In einer regnerischen Nacht klopfte eine zaghafte Faust an die Tore des Klosters St. Agnese.
Der Wächter erblickte nach kurzem eine durchweichte Frauengestalt vor den Toren stehen. Sie trug eine matte Laterne und im Schein seines viel stärkeren Lichtes sah sie ihm etwas leidend entgegen.

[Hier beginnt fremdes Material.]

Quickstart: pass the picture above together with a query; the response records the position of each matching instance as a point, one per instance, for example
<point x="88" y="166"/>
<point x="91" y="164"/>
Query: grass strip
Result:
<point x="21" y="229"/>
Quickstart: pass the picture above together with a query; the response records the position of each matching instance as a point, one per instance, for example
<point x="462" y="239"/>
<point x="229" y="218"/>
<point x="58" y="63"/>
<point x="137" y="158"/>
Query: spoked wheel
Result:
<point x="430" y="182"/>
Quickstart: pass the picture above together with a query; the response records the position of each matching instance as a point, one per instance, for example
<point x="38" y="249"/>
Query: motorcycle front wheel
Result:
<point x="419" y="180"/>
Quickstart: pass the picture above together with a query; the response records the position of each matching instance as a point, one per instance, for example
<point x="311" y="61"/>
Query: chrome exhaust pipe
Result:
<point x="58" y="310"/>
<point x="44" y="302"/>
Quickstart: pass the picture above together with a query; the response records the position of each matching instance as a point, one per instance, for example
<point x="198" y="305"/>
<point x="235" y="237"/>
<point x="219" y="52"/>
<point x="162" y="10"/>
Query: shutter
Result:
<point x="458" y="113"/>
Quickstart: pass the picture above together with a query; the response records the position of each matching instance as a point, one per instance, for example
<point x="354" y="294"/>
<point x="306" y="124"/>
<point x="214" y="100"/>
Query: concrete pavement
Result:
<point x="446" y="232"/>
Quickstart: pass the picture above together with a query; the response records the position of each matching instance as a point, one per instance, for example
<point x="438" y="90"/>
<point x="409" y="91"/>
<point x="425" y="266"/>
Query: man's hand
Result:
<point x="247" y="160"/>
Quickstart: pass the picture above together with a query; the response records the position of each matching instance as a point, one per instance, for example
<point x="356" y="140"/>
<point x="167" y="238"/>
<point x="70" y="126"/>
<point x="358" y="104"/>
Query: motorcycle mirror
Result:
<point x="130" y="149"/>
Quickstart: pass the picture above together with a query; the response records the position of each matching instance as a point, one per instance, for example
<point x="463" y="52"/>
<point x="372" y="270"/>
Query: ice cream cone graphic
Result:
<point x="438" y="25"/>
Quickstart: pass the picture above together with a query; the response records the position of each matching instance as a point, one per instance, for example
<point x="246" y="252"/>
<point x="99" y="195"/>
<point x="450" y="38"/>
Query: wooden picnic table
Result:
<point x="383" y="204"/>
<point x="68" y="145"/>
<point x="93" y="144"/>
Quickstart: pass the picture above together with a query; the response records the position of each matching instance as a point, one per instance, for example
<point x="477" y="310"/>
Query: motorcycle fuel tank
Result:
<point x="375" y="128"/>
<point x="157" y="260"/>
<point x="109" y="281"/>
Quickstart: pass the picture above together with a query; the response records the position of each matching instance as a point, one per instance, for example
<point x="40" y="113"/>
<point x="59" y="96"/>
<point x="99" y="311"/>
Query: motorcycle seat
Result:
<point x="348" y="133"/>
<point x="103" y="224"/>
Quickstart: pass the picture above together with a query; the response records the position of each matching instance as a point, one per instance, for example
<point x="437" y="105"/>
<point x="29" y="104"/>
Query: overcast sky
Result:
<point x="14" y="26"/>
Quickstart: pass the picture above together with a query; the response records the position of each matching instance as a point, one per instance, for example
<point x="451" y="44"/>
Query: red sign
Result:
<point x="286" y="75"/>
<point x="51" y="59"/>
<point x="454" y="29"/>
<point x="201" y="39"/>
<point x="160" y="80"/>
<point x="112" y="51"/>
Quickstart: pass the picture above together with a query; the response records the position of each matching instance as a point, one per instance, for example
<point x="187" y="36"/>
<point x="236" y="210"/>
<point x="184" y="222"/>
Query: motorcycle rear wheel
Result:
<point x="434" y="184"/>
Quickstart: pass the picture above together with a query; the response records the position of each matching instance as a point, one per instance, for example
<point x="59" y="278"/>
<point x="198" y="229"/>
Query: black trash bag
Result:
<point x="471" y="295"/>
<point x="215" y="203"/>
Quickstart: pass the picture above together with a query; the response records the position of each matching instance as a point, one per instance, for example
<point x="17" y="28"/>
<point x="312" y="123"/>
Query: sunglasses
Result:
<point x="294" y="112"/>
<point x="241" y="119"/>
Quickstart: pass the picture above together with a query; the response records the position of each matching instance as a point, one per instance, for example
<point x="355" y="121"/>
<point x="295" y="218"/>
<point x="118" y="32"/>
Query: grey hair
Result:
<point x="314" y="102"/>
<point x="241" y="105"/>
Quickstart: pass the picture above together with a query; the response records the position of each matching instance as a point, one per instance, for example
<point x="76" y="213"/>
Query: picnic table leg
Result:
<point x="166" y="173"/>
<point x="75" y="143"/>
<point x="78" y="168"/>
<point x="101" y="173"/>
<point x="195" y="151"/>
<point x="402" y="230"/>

„Zu solcher Stunde? Wer seid ihr, was wollt ihr, was ist geschehen?“
Fragte der Mann zwischen Misstrauen und Irritation. Seit er mit den ganzen Frauen hier arbeitete wusste er, dass auch kleine Damen im Ornat so einiges hinter den Ohren haben konnten… andererseits war er seine Beschützerinstinkte auch nie ganz los geworden.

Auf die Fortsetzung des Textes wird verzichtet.